O U2 voltou ao centro do debate político internacional com o lançamento surpresa de Days of Ash, EP com seis faixas inéditas divulgado na última quarta-feira (18). O trabalho é o primeiro conjunto de músicas originais da banda em quase dez anos e assume, de forma direta, uma posição diante dos conflitos e tensões que marcam o cenário global atual.

O disco não opta por metáforas amplas ou abstrações. As letras abordam temas concretos, incluindo políticas migratórias nos Estados Unidos, a guerra na Ucrânia, a repressão a protestos no Irã e o conflito no Oriente Médio. Em “American Obituary”, a banda critica a atuação do ICE, o serviço de imigração norte-americano que tem aterrorizado estados inteiros cumprindo a nova política migratória de Donald Trump. Outras faixas fazem referências explícitas a Vladimir Putin e Benjamin Netanyahu, situando o trabalho dentro de um contexto geopolítico reconhecível.

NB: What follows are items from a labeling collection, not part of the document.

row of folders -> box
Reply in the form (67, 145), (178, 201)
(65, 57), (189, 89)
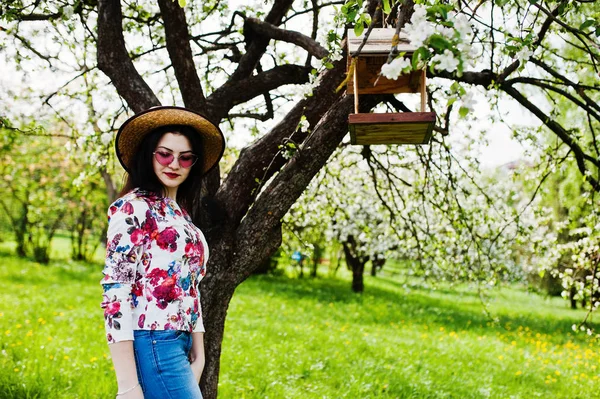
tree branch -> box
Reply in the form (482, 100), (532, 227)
(501, 84), (600, 192)
(244, 16), (328, 59)
(206, 63), (311, 120)
(214, 54), (346, 225)
(97, 0), (160, 112)
(158, 0), (206, 111)
(230, 0), (294, 81)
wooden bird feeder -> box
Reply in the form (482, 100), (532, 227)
(346, 28), (436, 145)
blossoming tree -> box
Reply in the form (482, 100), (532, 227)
(0, 0), (600, 398)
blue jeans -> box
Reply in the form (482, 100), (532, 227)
(133, 330), (202, 399)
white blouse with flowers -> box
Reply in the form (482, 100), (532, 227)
(101, 189), (208, 343)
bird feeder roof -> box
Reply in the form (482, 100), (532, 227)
(348, 28), (417, 56)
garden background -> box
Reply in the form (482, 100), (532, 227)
(0, 0), (600, 399)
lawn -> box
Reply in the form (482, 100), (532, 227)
(0, 244), (600, 399)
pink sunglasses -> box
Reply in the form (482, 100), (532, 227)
(153, 151), (198, 169)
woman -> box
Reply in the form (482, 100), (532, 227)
(101, 107), (225, 399)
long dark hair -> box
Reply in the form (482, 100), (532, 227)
(119, 125), (204, 219)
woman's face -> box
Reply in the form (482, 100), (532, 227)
(152, 133), (193, 199)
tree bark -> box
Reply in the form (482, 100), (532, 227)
(343, 235), (369, 293)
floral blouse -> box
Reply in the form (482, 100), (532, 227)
(101, 189), (208, 343)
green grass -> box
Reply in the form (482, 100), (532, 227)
(0, 243), (600, 399)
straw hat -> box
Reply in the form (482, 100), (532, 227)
(115, 106), (225, 174)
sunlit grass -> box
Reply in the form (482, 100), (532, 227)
(0, 243), (600, 399)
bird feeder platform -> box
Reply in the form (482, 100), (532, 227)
(346, 28), (436, 145)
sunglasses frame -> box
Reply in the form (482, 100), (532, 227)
(152, 151), (198, 169)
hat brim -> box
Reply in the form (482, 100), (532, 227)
(115, 106), (225, 174)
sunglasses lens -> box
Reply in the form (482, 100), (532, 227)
(179, 155), (197, 168)
(154, 151), (173, 166)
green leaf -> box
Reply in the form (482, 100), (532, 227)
(429, 34), (452, 54)
(383, 0), (392, 14)
(354, 21), (365, 36)
(579, 19), (598, 30)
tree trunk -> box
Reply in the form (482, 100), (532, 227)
(343, 235), (369, 293)
(371, 258), (386, 277)
(310, 244), (323, 278)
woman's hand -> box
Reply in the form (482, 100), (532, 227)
(188, 332), (205, 382)
(190, 357), (204, 383)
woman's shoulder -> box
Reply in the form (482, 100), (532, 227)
(108, 188), (155, 216)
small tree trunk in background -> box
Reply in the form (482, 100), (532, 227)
(371, 258), (386, 277)
(310, 244), (323, 277)
(343, 236), (369, 292)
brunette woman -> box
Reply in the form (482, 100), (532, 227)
(101, 107), (225, 399)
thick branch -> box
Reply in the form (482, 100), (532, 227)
(206, 64), (311, 120)
(232, 96), (379, 282)
(427, 69), (496, 89)
(244, 18), (328, 59)
(230, 0), (294, 81)
(158, 0), (205, 111)
(98, 0), (160, 112)
(217, 54), (346, 224)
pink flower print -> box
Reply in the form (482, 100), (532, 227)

O tom retoma uma tradição que acompanha o grupo desde os anos 1980. Em “Sunday Bloody Sunday”, o U2 abordou a violência na Irlanda do Norte. Nos anos seguintes, incorporou ao repertório temas ligados à desigualdade, dívida externa, fome e direitos humanos. O vocalista Bono transformou-se, ao longo das décadas, em interlocutor frequente de chefes de Estado e defensor de campanhas globais contra a pobreza e a epidemia de HIV na África. A militância nunca foi acessório na trajetória da banda; foi parte estruturante de sua identidade pública.

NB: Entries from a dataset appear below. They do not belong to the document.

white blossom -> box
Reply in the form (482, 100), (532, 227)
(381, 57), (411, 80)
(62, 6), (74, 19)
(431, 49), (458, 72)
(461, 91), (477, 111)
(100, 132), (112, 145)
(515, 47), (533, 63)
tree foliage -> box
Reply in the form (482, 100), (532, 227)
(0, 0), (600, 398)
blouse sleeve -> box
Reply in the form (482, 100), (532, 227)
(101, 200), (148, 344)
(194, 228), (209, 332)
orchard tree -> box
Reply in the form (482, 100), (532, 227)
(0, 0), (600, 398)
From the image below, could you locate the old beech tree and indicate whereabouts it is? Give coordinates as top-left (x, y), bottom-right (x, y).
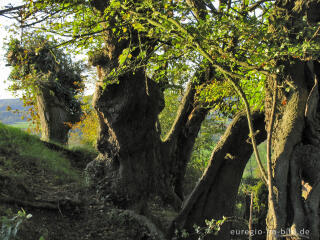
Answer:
top-left (11, 0), bottom-right (320, 239)
top-left (7, 35), bottom-right (83, 144)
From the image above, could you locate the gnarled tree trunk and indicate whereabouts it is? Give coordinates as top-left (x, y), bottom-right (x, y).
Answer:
top-left (36, 87), bottom-right (74, 145)
top-left (266, 61), bottom-right (320, 239)
top-left (266, 1), bottom-right (320, 240)
top-left (87, 1), bottom-right (215, 209)
top-left (171, 112), bottom-right (266, 240)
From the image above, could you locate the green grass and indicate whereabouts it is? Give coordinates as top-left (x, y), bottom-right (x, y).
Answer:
top-left (9, 122), bottom-right (33, 129)
top-left (0, 123), bottom-right (80, 181)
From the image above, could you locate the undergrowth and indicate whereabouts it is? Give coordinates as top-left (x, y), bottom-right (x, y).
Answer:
top-left (0, 123), bottom-right (80, 182)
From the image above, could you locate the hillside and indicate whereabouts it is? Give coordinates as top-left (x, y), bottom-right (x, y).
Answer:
top-left (0, 99), bottom-right (26, 124)
top-left (0, 123), bottom-right (169, 240)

Nas redes sociais, a banda fez questão de falar sobre o novo trabalho. “Este novo EP é uma resposta aos acontecimentos atuais, inspirado pelas muitas pessoas extraordinárias e corajosas que lutam na linha de frente da liberdade. Quatro das cinco faixas falam sobre indivíduos — uma mãe, um pai e uma adolescente cujas vidas foram interrompidas de forma brutal — além de um soldado que preferiria estar cantando, mas está disposto a morrer pela liberdade de seu país”, diz um post publicado no X.

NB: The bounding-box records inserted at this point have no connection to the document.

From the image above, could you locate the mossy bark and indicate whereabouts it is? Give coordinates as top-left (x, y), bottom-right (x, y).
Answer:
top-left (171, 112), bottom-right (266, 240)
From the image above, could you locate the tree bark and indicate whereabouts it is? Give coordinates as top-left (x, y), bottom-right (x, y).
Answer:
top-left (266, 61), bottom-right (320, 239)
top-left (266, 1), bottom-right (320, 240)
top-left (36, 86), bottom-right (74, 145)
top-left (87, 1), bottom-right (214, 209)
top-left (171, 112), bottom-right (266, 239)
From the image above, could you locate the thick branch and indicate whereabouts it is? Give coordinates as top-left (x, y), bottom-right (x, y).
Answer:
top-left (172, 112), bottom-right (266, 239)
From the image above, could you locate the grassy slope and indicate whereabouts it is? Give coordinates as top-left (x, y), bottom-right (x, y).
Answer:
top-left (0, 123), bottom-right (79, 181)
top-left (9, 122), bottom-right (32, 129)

Em Days of Ash, essa marca reaparece com menos euforia e mais gravidade. O contexto internacional mudou. Se nos anos 2000 o discurso do grupo se conectava a agendas multilaterais e campanhas humanitárias amplas, o momento atual é de fragmentação política, polarização e conflitos armados ativos. O EP reflete esse ambiente. A escolha por lançar o material de forma relativamente inesperada também reforça a ideia de urgência, como se as músicas respondessem a acontecimentos em curso.

Há ainda um aspecto simbólico relevante. Em uma indústria musical dominada por ciclos rápidos de streaming e foco em métricas digitais, o U2 opta por um projeto conceitualmente coeso, centrado em temas contemporâneos sensíveis. O movimento não parece direcionado apenas a desempenho comercial, mas à reafirmação de posicionamento.

O lançamento ocorre em paralelo a um cenário cultural em que artistas frequentemente evitam declarações explícitas para não alienar públicos diversos. O U2, ao contrário, mantém a linha de engajamento direto. Essa escolha não é nova, mas ganha novo peso em uma década marcada por guerras regionais, disputas ideológicas intensas e questionamentos sobre instituições democráticas.

Quase dez anos após seu último álbum de inéditas, a banda retorna com um trabalho que dialoga menos com nostalgia e mais com o presente. Days of Ash não representa uma ruptura na trajetória do U2. Representa continuidade. Em um mundo em convulsão, o grupo reafirma que ainda entende o rock como linguagem política.